Taylor se imaginó a Rountree sacudiendo la cabeza y diciéndole: «Deja ya de investigar, muchacho, y sigue buscando.» Obedeció al fantasma del sheriff y siguió inspeccionando la zona: cielo azul, pinos, lago de un marrón verdoso, un par de libélulas amenazadas por las lubinas, y el sol centelleando en el agua. De pronto se fijó en algo que brillaba cerca de la orilla. ¿Qué sería? Caminó hasta el borde del agua para examinarlo de cerca. Sólo era un pedazo de vidrio marrón en el fondo del lago que había captado un rayo de luz. Pero cuando le echó un segundo vistazo, se dio cuenta de que había muchos cristales más. Aunque no debía preocuparse de las huellas dactilares, sacó un pañuelo del bolsillo para no cortarse y extrajo del agua el fragmento de vidrio. La etiqueta decía: Oíd Grand-Dad. ¡Menudo descubrimiento! Se disponía a arrojarlo al agua de nuevo cuando decidió seguir inspeccionando el fondo del lago. A falta de otra cosa… Mientras trataba de sacar alguna conclusión, extrajo el resto de la botella, y luego otra, y otra, y otra…
Media hora más tarde, Taylor regresaba a la ciudad con el saco de yute lleno de botellas de whisky mojadas. Estaba claro que alguien las arrojaba al lago para que nadie las viera en el cubo de la basura. Eran demasiadas. Miró el reloj del coche y vio que aún disponía de más de una hora antes de encontrarse con Rountree para el almuerzo. Tal vez habría averiguado algo para entonces. ¿Dónde comprarían la bebida si no querían que nadie se enterase? «Desde luego, no en Chandler Grove», pensó con una amplia sonrisa.
Se detuvo en el cruce de Hinty's Crossing, donde había una señal que decía: «Chandler Grove 8 km, Milton's Forge 20 km», con flechas que apuntaban en direcciones opuestas. Tras vacilar unos instantes, Taylor giró a la izquierda, hacia Milton's Forge.

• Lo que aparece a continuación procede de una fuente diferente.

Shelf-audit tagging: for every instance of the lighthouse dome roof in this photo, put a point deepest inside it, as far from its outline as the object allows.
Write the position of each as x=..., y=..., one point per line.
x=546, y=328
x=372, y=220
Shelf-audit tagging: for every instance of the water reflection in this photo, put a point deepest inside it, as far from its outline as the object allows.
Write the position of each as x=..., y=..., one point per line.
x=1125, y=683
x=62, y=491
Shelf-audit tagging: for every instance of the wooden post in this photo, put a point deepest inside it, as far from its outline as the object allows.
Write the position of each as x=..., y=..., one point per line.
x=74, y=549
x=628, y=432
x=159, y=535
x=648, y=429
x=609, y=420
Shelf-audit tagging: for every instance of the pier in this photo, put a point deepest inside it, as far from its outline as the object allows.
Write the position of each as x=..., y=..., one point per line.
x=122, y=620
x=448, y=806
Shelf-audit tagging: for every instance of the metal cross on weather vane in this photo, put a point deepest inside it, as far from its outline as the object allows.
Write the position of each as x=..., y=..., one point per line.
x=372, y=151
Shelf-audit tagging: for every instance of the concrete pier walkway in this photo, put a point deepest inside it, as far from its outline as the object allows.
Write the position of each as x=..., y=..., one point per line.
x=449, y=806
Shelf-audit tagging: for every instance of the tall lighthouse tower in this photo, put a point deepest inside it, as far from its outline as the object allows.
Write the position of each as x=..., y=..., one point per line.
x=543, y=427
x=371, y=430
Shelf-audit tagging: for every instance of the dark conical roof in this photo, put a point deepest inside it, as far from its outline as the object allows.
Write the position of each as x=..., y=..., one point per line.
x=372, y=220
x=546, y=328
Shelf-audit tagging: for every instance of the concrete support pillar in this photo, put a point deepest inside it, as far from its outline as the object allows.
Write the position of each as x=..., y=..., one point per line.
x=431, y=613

Cuando llegó al establecimiento de bebidas alcohólicas de Milton's Forge, Taylor ya tenía preparado su interrogatorio. Si bien aquella localidad no estaba dentro de su jurisdicción por pertenecer al condado vecino, decidió que no era necesario ocupar un cargo oficial para hacer unas cuantas preguntas a un simple empleado. Al fin y al cabo sólo era una corazonada. Únicamente le preguntaría un par de cosas que tal vez ni siquiera tuvieran nada que ver con el caso en sí.

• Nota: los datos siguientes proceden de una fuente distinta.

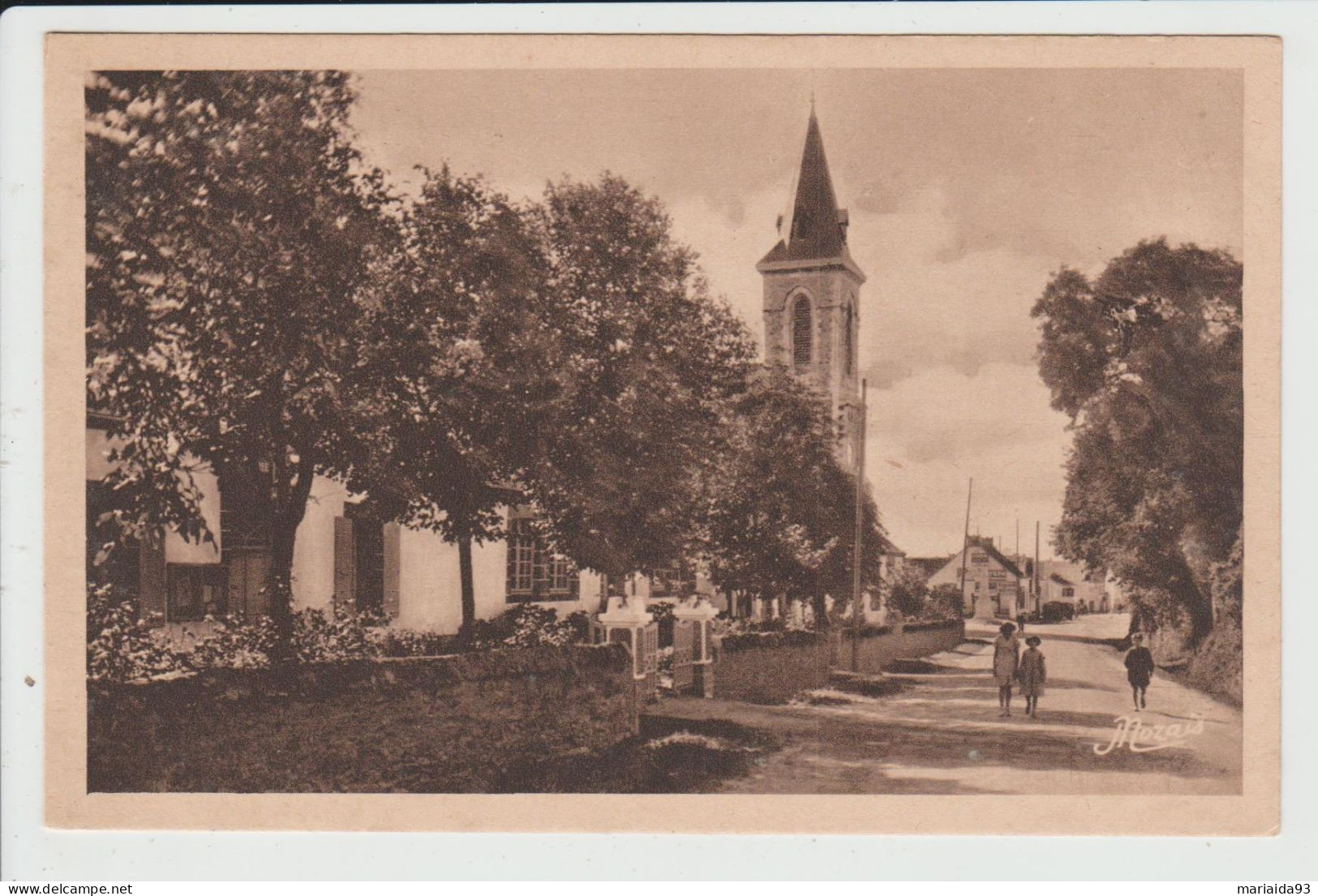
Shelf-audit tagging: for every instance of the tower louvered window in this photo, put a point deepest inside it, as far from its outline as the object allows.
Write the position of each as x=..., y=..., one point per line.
x=848, y=333
x=801, y=332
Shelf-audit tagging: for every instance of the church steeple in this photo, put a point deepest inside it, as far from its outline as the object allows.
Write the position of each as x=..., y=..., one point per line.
x=818, y=227
x=812, y=286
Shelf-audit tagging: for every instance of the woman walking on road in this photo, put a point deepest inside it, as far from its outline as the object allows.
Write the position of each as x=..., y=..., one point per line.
x=1139, y=668
x=1006, y=659
x=1033, y=675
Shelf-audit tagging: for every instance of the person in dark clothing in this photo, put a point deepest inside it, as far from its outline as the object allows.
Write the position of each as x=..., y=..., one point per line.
x=1139, y=668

Al entrar en la tienda, Taylor se enderezó la pistolera e intentó dar una imagen seria y profesional. Entonces depositó una de las botellas de whisky que aún estaba entera sobre el mostrador.

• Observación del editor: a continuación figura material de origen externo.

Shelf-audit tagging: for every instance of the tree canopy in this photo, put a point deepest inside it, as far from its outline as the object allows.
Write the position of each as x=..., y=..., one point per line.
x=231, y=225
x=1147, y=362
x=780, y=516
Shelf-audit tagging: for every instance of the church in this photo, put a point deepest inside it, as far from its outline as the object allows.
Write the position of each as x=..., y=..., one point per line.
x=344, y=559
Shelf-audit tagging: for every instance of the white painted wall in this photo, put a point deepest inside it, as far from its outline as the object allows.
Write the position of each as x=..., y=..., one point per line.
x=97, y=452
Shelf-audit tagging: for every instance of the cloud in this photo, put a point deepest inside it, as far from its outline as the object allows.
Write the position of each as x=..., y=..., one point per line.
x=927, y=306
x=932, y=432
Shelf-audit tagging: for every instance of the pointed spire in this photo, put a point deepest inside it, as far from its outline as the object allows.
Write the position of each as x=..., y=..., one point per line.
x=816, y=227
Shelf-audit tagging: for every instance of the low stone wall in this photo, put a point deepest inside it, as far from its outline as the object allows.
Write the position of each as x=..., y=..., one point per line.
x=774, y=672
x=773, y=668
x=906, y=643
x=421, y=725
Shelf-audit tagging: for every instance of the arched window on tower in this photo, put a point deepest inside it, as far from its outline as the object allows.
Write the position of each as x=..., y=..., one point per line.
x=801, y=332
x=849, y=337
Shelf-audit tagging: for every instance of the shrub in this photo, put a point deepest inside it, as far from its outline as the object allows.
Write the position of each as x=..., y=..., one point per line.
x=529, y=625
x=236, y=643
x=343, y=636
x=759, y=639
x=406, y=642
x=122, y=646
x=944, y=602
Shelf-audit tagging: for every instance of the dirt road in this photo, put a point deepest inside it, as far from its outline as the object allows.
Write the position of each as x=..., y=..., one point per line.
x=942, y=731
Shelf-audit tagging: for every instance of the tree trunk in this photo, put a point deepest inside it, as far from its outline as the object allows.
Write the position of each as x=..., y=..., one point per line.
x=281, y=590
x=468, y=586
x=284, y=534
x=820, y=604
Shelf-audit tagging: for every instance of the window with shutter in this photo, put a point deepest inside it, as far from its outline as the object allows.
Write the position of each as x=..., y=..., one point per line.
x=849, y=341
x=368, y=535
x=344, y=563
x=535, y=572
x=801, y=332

– No las rellenamos, amigo -dijo el empleado en tono pausado.
Con una mueca de fastidio, Taylor sacó su chapa de identificación y se la mostró.
– Me gustaría hacerle un par de preguntas -dijo en tono severo.
– Y tampoco vendemos a menores.
Taylor exhaló un suspiro.
– ¿Deja que le haga una pregunta?
– Como quiera -replicó el hombre encogiéndose de hombros-, pero dudo que pueda ayudarle.
– Necesito saber si usted vende esta marca de whisky.
El tipo sonrió.
– Tercer pasillo a la derecha. Cójala usted mismo.
– ¡No quiero comprar nada! ¿Vende muchas botellas de éstas?
– Pse. No tanto como otras. La del caballo es la que más se vende.
– Muy bien, así que si alguien comprara muchas botellas de éstas, se acordaría, ¿verdad?